119 young (mean=29+/-6 years) healthy subjects were recruited. The spatial profile of MPOD was assessed by customized heterochromatic flicker photometry. Visual performance was assessed by psychophysical tests including recognition acuity (VA), mesopic contrast sensitivity and photopic contrast sensitivity across spatial frequencies ranging from 1.0 cycles per degree (cpd) to 20.7cpd. Subjects also completed a visual function questionnaire designed to generate a quantitative index of subjects perceived functional performance.

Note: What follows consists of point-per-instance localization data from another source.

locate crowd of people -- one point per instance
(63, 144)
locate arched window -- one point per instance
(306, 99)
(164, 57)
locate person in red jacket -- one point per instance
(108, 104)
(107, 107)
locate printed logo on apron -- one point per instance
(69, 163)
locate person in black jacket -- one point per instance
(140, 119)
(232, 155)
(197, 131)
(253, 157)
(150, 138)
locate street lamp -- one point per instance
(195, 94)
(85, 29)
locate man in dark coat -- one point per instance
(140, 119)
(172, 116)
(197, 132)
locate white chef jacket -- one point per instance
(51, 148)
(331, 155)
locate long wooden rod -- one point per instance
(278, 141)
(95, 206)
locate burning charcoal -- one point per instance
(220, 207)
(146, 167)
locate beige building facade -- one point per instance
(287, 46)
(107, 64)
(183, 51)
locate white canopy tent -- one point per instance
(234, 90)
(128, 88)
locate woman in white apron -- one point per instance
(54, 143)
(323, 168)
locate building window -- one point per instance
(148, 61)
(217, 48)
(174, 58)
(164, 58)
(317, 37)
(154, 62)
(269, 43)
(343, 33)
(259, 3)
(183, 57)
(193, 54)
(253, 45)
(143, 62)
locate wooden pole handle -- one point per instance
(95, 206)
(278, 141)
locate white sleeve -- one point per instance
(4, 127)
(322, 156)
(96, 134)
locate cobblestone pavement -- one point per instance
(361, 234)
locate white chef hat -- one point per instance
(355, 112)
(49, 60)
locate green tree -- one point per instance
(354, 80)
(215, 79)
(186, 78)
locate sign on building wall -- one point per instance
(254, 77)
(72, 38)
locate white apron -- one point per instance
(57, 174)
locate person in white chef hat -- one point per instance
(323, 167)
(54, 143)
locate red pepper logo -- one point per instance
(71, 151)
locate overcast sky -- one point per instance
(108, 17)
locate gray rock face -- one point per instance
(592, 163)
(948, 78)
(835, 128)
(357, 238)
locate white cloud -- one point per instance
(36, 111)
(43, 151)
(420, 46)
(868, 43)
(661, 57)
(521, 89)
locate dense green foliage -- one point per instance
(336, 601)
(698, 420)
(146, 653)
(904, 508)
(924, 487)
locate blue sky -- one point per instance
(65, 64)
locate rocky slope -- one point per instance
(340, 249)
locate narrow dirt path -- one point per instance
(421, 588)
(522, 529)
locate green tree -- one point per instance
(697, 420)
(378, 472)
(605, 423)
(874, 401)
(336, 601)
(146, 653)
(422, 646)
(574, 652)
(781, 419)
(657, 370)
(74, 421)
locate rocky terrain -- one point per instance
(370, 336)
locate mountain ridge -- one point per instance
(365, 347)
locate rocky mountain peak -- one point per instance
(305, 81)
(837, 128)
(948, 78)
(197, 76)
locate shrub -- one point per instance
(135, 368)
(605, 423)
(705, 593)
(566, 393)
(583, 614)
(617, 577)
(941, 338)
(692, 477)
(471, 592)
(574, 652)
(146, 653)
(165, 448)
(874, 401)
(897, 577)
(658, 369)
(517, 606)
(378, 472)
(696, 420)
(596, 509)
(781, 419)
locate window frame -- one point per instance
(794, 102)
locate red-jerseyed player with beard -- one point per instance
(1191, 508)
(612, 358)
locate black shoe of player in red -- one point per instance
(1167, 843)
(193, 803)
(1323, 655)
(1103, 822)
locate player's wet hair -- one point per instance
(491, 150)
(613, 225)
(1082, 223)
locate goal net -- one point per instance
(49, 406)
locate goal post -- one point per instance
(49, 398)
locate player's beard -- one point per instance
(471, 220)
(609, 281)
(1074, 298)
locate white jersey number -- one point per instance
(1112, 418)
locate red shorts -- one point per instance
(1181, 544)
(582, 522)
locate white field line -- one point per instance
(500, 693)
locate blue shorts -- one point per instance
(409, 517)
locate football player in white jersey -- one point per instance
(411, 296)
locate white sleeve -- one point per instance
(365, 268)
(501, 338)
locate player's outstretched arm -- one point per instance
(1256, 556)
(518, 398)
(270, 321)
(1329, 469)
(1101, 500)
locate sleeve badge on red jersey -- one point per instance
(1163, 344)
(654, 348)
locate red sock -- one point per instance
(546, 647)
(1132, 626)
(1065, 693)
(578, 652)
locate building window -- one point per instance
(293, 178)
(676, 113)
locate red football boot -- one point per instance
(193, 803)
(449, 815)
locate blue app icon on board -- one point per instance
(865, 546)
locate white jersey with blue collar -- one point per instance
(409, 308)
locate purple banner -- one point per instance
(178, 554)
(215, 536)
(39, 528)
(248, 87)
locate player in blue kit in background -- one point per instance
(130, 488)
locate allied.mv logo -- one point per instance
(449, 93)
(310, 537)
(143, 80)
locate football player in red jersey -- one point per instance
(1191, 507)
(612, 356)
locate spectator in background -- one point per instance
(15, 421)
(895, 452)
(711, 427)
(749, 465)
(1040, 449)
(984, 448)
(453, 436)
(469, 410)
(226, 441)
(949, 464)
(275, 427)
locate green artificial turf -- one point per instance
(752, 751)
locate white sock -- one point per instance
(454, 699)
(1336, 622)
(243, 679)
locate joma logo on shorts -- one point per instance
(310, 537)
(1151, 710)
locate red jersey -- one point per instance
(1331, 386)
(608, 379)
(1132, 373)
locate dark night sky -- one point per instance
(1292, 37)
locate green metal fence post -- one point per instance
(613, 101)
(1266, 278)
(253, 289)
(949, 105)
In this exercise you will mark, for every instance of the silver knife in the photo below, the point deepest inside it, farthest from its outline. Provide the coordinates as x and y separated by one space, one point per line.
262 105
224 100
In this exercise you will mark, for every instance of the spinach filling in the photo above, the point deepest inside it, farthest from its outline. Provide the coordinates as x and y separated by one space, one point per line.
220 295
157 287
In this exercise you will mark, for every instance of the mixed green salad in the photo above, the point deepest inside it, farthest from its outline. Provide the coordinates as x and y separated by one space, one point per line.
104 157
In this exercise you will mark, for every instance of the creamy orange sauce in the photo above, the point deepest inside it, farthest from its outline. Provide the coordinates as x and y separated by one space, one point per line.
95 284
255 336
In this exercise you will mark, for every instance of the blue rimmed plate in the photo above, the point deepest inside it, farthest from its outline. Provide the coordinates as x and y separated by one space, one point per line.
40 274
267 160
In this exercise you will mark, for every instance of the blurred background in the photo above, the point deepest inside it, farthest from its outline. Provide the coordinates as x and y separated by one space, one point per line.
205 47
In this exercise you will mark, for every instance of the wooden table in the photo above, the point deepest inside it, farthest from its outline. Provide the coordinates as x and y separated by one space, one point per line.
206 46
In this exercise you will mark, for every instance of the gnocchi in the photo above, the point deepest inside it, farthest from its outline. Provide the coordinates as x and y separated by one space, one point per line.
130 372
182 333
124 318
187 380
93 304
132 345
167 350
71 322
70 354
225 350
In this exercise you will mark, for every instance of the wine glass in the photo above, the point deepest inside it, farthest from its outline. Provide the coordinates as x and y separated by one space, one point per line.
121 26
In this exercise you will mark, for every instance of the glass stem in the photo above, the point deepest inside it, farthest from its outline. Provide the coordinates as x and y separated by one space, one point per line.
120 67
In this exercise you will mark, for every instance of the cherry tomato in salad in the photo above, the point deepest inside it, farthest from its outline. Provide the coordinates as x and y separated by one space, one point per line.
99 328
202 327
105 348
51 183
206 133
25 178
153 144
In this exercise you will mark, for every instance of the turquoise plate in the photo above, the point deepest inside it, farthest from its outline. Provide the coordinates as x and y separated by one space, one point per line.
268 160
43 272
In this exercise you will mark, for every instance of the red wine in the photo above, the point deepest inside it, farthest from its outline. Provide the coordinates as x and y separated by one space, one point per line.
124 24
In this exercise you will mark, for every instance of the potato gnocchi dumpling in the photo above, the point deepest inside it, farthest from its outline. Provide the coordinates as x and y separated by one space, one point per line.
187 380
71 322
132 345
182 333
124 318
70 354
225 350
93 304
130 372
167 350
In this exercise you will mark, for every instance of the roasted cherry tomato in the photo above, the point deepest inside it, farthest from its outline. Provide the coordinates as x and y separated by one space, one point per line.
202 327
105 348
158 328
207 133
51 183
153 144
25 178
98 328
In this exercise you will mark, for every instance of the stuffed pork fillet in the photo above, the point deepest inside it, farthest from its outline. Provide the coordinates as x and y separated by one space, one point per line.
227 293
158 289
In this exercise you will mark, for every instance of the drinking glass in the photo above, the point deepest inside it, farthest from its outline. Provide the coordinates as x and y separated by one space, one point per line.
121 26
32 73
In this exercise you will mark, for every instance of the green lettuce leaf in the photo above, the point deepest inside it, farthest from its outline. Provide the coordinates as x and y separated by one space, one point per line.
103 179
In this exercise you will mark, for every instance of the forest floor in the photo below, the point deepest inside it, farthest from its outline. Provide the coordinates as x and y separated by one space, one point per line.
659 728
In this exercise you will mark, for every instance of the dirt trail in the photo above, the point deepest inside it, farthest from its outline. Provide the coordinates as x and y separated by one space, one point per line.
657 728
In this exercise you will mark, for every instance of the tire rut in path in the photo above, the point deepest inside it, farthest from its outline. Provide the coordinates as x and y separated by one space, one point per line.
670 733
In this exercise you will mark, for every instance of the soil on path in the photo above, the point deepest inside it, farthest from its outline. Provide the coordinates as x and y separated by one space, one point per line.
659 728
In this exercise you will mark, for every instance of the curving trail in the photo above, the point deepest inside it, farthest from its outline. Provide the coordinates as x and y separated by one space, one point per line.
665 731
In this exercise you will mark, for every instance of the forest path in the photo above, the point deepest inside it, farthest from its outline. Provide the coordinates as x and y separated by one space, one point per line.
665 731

Mean peak MPOD was 0.50+/-0.19. Pearson’s correlation coefficient showed a statistically significant positive relationship between best corrected high contrast VA and MPOD at 0.25, 0.50, 1.0, 1.75, 3.0 degrees of retinal eccentricity and with overall MPOD (r=0.202, p=0.029; r=0.211, p=0.022; r=0.190, p=0.039; r=0.320, p=0.000; r=0.233, p=0.011; r=0.243, p=0.008 respectively). Low contrast VA correlated with central MPOD at 0.25 degrees but at no other retinal eccentricity (r=0.186, p=0.044). The questionnaire derived visual performance index revealed no significant correlation with baseline MPOD. Photopic contrast thresholds exhibited an inverse and statistically significant correlation with MPOD at 0.25, 0.50 and 1.75 degrees of retinal eccentricity but only for the lowest spatial frequency of 1.0 cpd (r=-0.239, p=0.009; r=-0.200, p=0.030; r=-0.230, p=0.012 respectively). Mesopic contrast thresholds showed no statistical correlation with baseline MPOD.
Our results illustrate the difficulties inherent in assessment of MPOD and visual performance using cross sectional, observational methodology. Measures of central visual function including visual acuity and contrast sensitivity reveal variable associations with baseline MPOD. The outcome of this longitudinal, placebo-controlled and randomized supplementation trial will serve to more fully elucidate the potential for visual performance enhancement through MPOD augmentation.